L’animosité était grande entre la Fédération et le ministre des Sports. Au départ de l’équipe au Chan du Rwanda, le même ministre a refusé d’acheter des médicaments pour les joueurs. C’est quand le Mali s’est qualifié à la finale, qu’il a voulu remettre l’argent des médicaments. Avec le ministre Housseyni Amion Guindo, pour la première fois, un ministre a refusé de payer les primes des joueurs alors qu’il avait un budget pour ça. Quand j’étais président, c’est moi qui payait les billets des clubs participant aux compétitions africaines. Le ministre des Sports n’a jamais donné un franc de l’argent que le gouvernement mettait à sa disposition pour le football. Je le défie de le démentir. Dans le budget d’Etat l’argent est donné au ministre pour les fédérations. Il n’a jamais donné cet argent. A un moment donné, il est même allé à la Fifa pour dire de me chasser parce qu’il ne s’entendait pas avec moi. Les responsables de la Fifa ont refusé de le recevoir. Je n’ai jamais vu un ministre comme lui. Ce jour, il a été la honte pour le Mali. Cela ne lui a pas suffi. Il a pris la décision de suspendre la Fédération. Le gouvernement l’a contraint de revenir sur sa décision. Ensuite, il payait des gens pour nous insulter au terrain.

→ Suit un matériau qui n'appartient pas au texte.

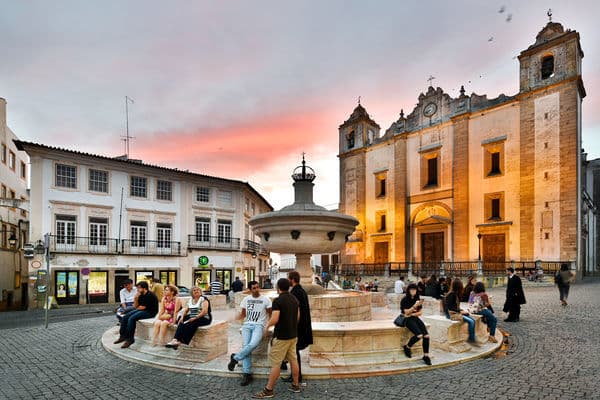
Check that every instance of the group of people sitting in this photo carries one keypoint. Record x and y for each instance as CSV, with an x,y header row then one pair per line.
x,y
142,303
473,293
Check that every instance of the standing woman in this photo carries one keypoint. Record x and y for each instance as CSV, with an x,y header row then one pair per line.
x,y
412,308
166,314
563,280
196,313
453,307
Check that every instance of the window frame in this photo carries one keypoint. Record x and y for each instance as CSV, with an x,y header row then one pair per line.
x,y
133,188
167,193
97,182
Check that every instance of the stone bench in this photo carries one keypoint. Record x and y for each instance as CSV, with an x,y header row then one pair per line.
x,y
452,336
359,343
208,343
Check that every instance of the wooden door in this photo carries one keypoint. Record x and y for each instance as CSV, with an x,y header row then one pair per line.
x,y
432,247
493,252
381,252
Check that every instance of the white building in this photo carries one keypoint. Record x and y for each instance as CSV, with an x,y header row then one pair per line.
x,y
109,219
13,218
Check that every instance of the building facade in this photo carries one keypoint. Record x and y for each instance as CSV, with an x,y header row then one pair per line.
x,y
109,219
14,165
471,178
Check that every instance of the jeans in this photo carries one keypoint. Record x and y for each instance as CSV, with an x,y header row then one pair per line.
x,y
491,320
471,322
127,329
251,337
564,291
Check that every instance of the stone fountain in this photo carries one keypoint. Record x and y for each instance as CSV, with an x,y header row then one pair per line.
x,y
304,228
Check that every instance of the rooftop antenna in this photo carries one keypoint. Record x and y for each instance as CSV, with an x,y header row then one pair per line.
x,y
127,137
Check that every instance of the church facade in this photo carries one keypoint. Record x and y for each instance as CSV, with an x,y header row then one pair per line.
x,y
468,178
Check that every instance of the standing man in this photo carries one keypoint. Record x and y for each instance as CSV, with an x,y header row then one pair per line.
x,y
216,286
283,345
126,295
514,296
304,323
158,289
146,306
256,310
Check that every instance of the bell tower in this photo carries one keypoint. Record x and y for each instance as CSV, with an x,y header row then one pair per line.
x,y
356,134
550,92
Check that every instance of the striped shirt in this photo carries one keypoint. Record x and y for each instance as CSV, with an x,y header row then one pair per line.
x,y
216,287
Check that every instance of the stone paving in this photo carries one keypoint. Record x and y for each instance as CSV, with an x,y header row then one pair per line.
x,y
553,353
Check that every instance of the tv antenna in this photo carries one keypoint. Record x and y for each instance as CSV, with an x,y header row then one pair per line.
x,y
127,136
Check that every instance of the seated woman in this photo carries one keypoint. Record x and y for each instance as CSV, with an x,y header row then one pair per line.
x,y
452,307
166,314
480,304
412,308
196,313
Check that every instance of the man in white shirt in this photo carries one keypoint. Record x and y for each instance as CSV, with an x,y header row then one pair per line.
x,y
256,311
399,285
126,295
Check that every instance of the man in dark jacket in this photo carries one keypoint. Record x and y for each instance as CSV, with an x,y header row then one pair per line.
x,y
304,324
514,296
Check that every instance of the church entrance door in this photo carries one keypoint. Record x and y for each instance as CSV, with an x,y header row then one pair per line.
x,y
381,252
493,252
432,247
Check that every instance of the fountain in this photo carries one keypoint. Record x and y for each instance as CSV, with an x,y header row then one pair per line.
x,y
304,228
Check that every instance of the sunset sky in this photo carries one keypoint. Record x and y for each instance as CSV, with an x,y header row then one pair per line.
x,y
240,89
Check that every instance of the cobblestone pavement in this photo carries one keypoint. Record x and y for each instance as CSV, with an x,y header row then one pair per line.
x,y
553,353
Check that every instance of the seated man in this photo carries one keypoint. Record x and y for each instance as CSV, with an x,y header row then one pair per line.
x,y
146,306
126,295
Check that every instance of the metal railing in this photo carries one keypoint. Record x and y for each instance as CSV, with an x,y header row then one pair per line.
x,y
151,247
80,244
213,242
447,268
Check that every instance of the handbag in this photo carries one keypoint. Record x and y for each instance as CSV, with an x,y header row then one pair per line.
x,y
400,320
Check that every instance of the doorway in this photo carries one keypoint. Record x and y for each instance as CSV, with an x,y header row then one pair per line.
x,y
432,247
66,286
493,252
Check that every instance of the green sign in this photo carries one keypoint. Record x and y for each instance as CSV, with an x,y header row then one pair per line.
x,y
202,261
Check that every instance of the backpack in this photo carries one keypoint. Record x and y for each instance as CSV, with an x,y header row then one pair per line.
x,y
558,278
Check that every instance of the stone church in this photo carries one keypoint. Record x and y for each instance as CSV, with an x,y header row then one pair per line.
x,y
468,178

Housseyni Amion Guindo ne méritait pas d’être ministre. Je ne sais ce que nous lui avons fait. Il m’a même accusé de détournement de 2 milliards de FCFA. Durant les 4 ans que j’ai passées à la Fédération, la Fifa nous a donné 1 250 millions FCFA (ndlr : 1,250 milliard). Ensuite, il a porté plainte contre nous au Pôle économique.

Pendant  3 mois d’investigation, le Pôle économique a décortiqué tous nos dossiers sans trouver quoi que ce soit. Le procureur du Pôle économique a prononcé un non-lieu. Cela ne lui a pas suffi, il a écrit des lettres anonymes à la Fifa pour nous accuser de détournement. La Fifa a mandaté un cabinet suisse, Madar, pour nous contrôler. Ce cabinet n’a rien trouvé contre nous. Voilà pourquoi je n’ai pas voulu continuer. Je me suis arrêté là. Je ne me suis pas porté candidat à ma propre succession.

J’ai arrêté en 2017. Je veux que le  ministre et ses commanditaires sortent pour dire ce que Baba leur a fait. Poulo était un bon petit frère pour moi parce que nous avons fait ensemble le bureau de Salif Kéita dans lequel j’étais 2e vice-président et lui 3e vice-président. Nous avons bien collaboré. C’est quand il est devenu ministre qu’il y a eu rupture entre nous. Qu’est-ce qui explique cette rupture ? […] J’aurais souhaité qu’il donne sa version des faits pour taire cette crise. Je le défie pour un débat contradictoire”, déplorait-il amèrement, sans jamais voir le ministre en question relever son défi d’un débat contradictoire, jusqu’à sa mort.